The FDA issued a safety alert after receiving reports of more than 100 adverse events, including 9 patient deaths, that may have been caused by Onyx brain blood vessel plugs made by Covidien (NYSE:COV) subsidiary ev3 Inc.
The Massachusetts-based device maker hasn’t issued a recall on the Onyx product, a liquid embolic system designed to block blood flow to problem blood vessels before surgical removal, but the FDA approved new device labeling indicating the risk of "catheter entrapment," in which the device’s delivery catheter becomes stuck in brain.
The Onyx product is delivered to the brain via catheter, and since Jan. 1, 2005, the FDA has received 100 reports of the catheters becoming stuck in patients’ brains.
"In at least 54 of these cases, it was not possible to remove the catheter, so part of the catheter and the implanted Onyx material remained implanted in the patient," according to the FDA warning.
The device, made by Covidien subsidiary ev3 Inc., is a spongy material that hardens when it comes into contact with blood. The Onyx liquid is injected through the catheter to the brain vessel site, and entrapment occurred when the catheter became stuck in the hardened Onyx material, according to the report.
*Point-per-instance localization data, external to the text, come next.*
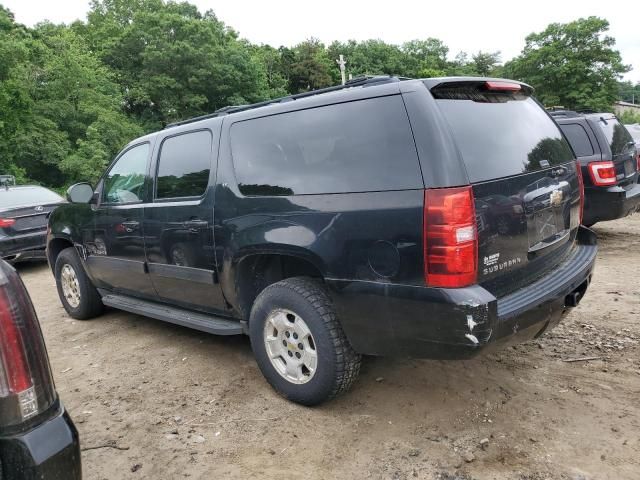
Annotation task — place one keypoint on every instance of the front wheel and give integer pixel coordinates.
(299, 344)
(79, 297)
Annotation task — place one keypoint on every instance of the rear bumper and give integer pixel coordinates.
(414, 321)
(23, 247)
(610, 203)
(50, 450)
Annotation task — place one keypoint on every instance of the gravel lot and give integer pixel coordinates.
(157, 401)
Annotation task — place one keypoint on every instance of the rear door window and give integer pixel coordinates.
(503, 135)
(359, 146)
(125, 182)
(184, 165)
(578, 138)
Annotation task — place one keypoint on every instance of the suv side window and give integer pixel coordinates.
(360, 146)
(578, 138)
(125, 182)
(184, 165)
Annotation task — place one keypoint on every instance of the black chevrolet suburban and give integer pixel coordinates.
(426, 218)
(610, 163)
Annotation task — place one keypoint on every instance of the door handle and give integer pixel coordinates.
(196, 224)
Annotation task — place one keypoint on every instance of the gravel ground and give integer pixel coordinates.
(157, 401)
"The clinical data submitted by the manufacturer prior to marketing included cases where the delivery catheter was difficult to remove, but in all cases the catheter was removed without any adverse patient events," the federal watchdog agency noted. "The original product labeling did not reflect the risks related to catheter entrapment but new labeling will include these risks as well as recommendations to help minimize that risk."
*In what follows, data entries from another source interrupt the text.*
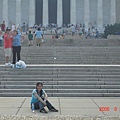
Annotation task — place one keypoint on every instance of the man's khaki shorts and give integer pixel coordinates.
(8, 52)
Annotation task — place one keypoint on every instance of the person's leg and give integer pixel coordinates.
(18, 52)
(37, 41)
(1, 43)
(41, 106)
(14, 55)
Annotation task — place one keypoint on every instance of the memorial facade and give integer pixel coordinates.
(88, 12)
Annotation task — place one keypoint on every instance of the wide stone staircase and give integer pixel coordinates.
(67, 68)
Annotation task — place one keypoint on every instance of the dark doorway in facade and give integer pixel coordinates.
(52, 11)
(38, 11)
(66, 11)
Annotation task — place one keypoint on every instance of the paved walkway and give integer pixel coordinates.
(66, 106)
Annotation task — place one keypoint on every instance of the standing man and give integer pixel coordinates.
(73, 30)
(8, 46)
(39, 37)
(3, 26)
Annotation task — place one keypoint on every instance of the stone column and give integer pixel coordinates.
(5, 12)
(31, 13)
(86, 14)
(73, 12)
(18, 12)
(113, 12)
(100, 15)
(59, 13)
(45, 12)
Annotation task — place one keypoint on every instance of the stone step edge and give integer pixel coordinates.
(70, 65)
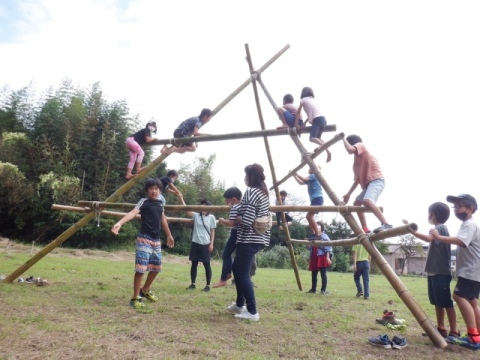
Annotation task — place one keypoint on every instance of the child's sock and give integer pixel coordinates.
(474, 335)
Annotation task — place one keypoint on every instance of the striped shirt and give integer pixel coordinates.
(254, 204)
Catheter entrapment isn’t likely to hinder a physician’s ability to surgically remove problem brain vessels, but neither the Onyx device or the catheter delivery system were intended to remain in the brain for long periods of time, the FDA cautioned.
"Complications associated with catheter entrapment can be serious. The most serious complications include hemorrhage and death," according to the report. "Other complications include migration of the Onyx plug or catheter fragment to other parts of the body. Patients with catheter entrapment may need to take antithrombotic drugs to prevent blood clots around the catheter, and may need to undergo one or more imaging procedures to locate a piece of the catheter and Onyx plug, increasing their exposure to radiation."
The agency warned surgeons to avoid aggressive attempts to remove stuck catheters as that could result in catheter breakage or brain hemorrhage. The FDA asked surgeons to note the manufacturers instructions for removing an entrapped catheter, and to report any new incidents for ongoing monitoring.
Covidien representatives did not immediately return requests for comment.